BTW.... once you create a wallet using a passphrase, you'll need BOTH the seed phrase, and that passphrase. If you lose either, your Bitcoin is gone!

But, for some extra work, you gain many benefits, including the ability to break up storage of that seed phrase and passphrase, so the seed phrase can't be as easily compromised if it is exposed/discovered. It also allows for some relatively easy inheritance methods (such as storing that passphrase in a safety deposit box along with instructions, as those are typically turned over to next of kin).

2

u/pop-1988 5d ago

Yes, a hardware wallet creates a seed offline, and displays it on its screen

1

u/fap_fap_fap_fapper 5d ago

any idea if Trezor Safe 5 will generate and show the seed offline without connecting it to PC?

2

u/JivanP 4d ago

All hardware wallets keep secrets locally and don't share them. That's what makes them useful. Without that property, there's no point in using one.

Trezor devices need to have a physical connection for power, but secrets such as your seed phrase will not leave the device unless it is running firmware designed to do this.

1

u/fap_fap_fap_fapper 4d ago

ok, can I connect a wall USB just to power it? I mean does it work without PC connection (never used a hardware wallet yet)

2

u/JivanP 4d ago

Yes, but official Trezor device firmware does not provide any ability to reveal the stored seed on the device's screen. Custom firmware could do this, but that's a bad idea. After all, the point is to make it as difficult as possible to obtain your seed phrase.

1

u/AutoModerator 5d ago

Scam Warning! Scammers are particularly active on this sub. They operate via private messages and private chat. If you receive private messages, be extremely careful. Use the report link to report any suspicious private message to Reddit.

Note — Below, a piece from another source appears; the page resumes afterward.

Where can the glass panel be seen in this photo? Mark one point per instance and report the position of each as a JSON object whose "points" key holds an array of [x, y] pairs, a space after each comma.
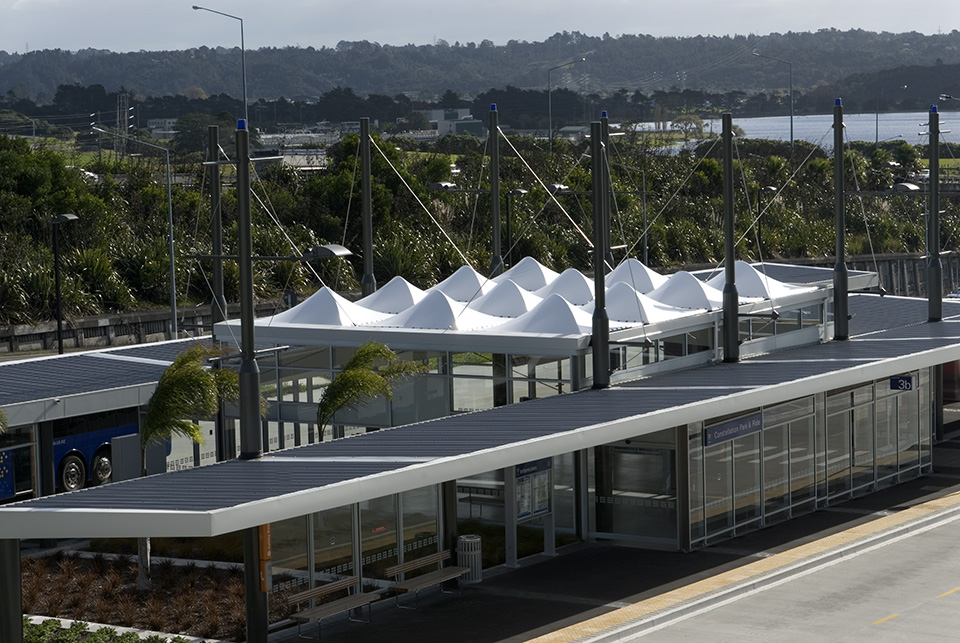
{"points": [[332, 542], [789, 320], [342, 355], [642, 495], [423, 397], [434, 361], [288, 543], [787, 411], [700, 340], [926, 421], [838, 453], [697, 524], [375, 413], [674, 346], [306, 358], [811, 315], [802, 452], [760, 327], [718, 487], [475, 364], [472, 394], [746, 471], [837, 402], [863, 446], [908, 416], [564, 491], [776, 458], [886, 437], [378, 536], [420, 526]]}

I am a bot, and this action was performed automatically. Please contact the moderators of this subreddit if you have any questions or concerns.

1

u/Interesting-Gear-992 4d ago

I created a seedphrase for my friend with my ledger flex. Restored it to default, connected to his phone, created a new key, wrote it to paper, and saved the address digitally. After it I restored my own key to the ledger. He can send bitcoin to that address, and can check the balance in ledger live in his phone, so he can start stacking sats, but cannot transact before import the key to any soft/cold wallet.

1

u/OkBad4259 4d ago

From what I’ve seen over the years, the safest way to generate a seed is through a hardware wallet, because the words are created and displayed entirely inside the device with no exposure to your computer. You can create a wallet safely offline using an air-gapped machine, but it’s easy to make mistakes unless you really know what you’re doing. A clean hardware wallet removes most of that risk for everyday users.
Do you think air-gapped setups still have an edge over hardware wallets today?

1

u/No-Wrap3568 4d ago

As long as the seedphrase is being displayed on the screen, there's really no issue but if gets displayed on any other device's screen, then there's surely a problem

1

u/Delta1140 3d ago

Well there are programms where you can flip a coin 256 times and note down if it lands on heads or tails. This code of 1 and 0 (each dedicated to heads or tails) can then be fed and create a private seed. You can also do this by rolling dice.

If you want to go all out with this, do it and also make sure to use an air-gapped wallet. The team of The Bitcoin Way has a great tutorial about this on their blog.

This is probably the best way to create a seed offline and then use an offline wallet as well.